HotelTonight's last-minute hotel bookings app has been downloaded over 3 million times, and is most certainly the leader in changing the way that some travelers book hotels. Conference goers are bouncing around hotels each night, vying for the cheapest deal. Connoisseurs are using the app to check out as many hotels as possible in one city. Business travelers are waiting to book hotels until they are on location.
Nonetheless, the potential upside to capture business that might not have existed before is much more important than any worry about training consumers to only seek last-minute deals. HotelTonight's COO Jared Simon explains:
There's no question that mobile is quickly becoming the dominant online booking medium. With regard to the distribution of advance purchase vs. last minute purchases, we see the trend toward tighter booking windows that has been in place for the last decade continuing, but the proliferation of new booking tools will never eliminate consumers' interest in booking in advance in many situations. The best revenue managers will recognize that a single person may have different booking needs at different times and will ensure that their hotels are in front of those bookers with a relevant offer regardless of the booking need.
Max from HeBS Digital also points out that consumer behavior generally follows supply:
Overall, I do not expect travel consumer behavior to change dramatically in the near term. It is only natural last-minute booking to increase during economic downturns. Travel consumers know that there is plenty of availability and this is why they tend to book closer to travel date. Advance bookings will go up and down in synch with supply and demand.
The big players continue to push aggressively into the last-minute hotel deals space, with Travelocity's Lastminute.com releasing a hotel deals booking app that promises "instant access to 3-5 star hotels with discounts up to 55%."
Two of the key differentiators that will certainly convert more consumers to last-minute are the Top Secret Deals that provide super-discounted stays at unnamed hotels, and the photo-based card capture that eliminates the onerous typing of credit card information.

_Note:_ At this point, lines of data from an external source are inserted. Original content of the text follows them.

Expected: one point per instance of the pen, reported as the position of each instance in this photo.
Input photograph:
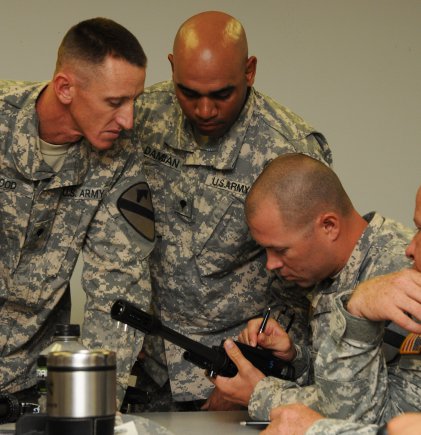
(254, 423)
(265, 320)
(291, 320)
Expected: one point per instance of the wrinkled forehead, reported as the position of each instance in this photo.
(417, 213)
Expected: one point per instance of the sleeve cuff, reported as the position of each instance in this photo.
(352, 328)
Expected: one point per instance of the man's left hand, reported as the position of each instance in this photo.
(239, 388)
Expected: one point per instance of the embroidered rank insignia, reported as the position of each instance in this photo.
(411, 345)
(135, 204)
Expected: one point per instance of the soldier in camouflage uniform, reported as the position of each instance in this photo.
(299, 211)
(206, 136)
(350, 368)
(70, 180)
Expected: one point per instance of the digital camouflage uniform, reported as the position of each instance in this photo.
(380, 250)
(46, 219)
(208, 274)
(352, 374)
(330, 426)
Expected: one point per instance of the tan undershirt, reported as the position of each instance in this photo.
(53, 154)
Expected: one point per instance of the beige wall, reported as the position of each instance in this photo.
(350, 67)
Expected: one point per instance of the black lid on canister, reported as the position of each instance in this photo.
(67, 330)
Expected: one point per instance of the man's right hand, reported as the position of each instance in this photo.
(273, 337)
(390, 297)
(294, 419)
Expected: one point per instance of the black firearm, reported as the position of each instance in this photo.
(213, 359)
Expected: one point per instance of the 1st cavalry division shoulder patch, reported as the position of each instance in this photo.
(411, 345)
(135, 204)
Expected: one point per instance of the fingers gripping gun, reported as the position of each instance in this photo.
(213, 359)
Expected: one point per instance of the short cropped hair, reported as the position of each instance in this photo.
(301, 187)
(94, 39)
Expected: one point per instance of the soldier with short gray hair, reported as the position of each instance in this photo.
(71, 181)
(314, 237)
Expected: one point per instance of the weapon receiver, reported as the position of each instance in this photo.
(213, 359)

Of course, a brand like LastMinute.com has baked last-minute into their brand promise. Consumers have already been seeking last-minute deals prior to mobile apps. In addition, the opaque secret deals will likely be preferable for those hotels still reluctant to publicly discount their room rates.
There are still risks for hotel brands to participate in these channels, as Minoo Patel, VP of Mobility and Social Media Practice, NIIT Technologies, points out:
"Hotel revenue management needs to be managed very carefully so as to avoid conditioning customer expectation toward last minute deals. As with other aspects of the travel lifecycle, there is always a segment of consumer demand that can be leveraged towards higher yield rates, but last minute deals need to be carefully managed in order to prevent revenue dilution. Hotels need to put these deals into context, assessing the relative value of discounted deals for consumers versus the discounted advance booking deals, which are made via higher commission outlets such as hotwire.com or hotels.com."
The consumer will book hotels last-minute when the deals are there for hotels they want, and when the inventory tightens up, they will shift back to advance bookings to lock in the hotel they want. And for the price conscious consumer, there will be dozens of tools across channels to help them secure the best price for their travel dollar.
Simple supply and demand should regulate the behavior, but for those hotels looking to graduate the last-minute guest into a loyal repeat visitor, Minoo offers a closing piece of advice:
"Consumer experience at a hotel is a significant motivator when it comes to re-purchases, even at the last minute. Hotels should be careful not to alienate guests that want to return for a subsequent visit by demanding exorbitant room rates in order to avoid slipping into a commodity relationship with their clientele. Leveraging mobile and social media channels as key relationship-building components of an overall customer engagement practice, provides hotel guests with reasons not to treat you as just another “hotel-room-for-the-night” supplier."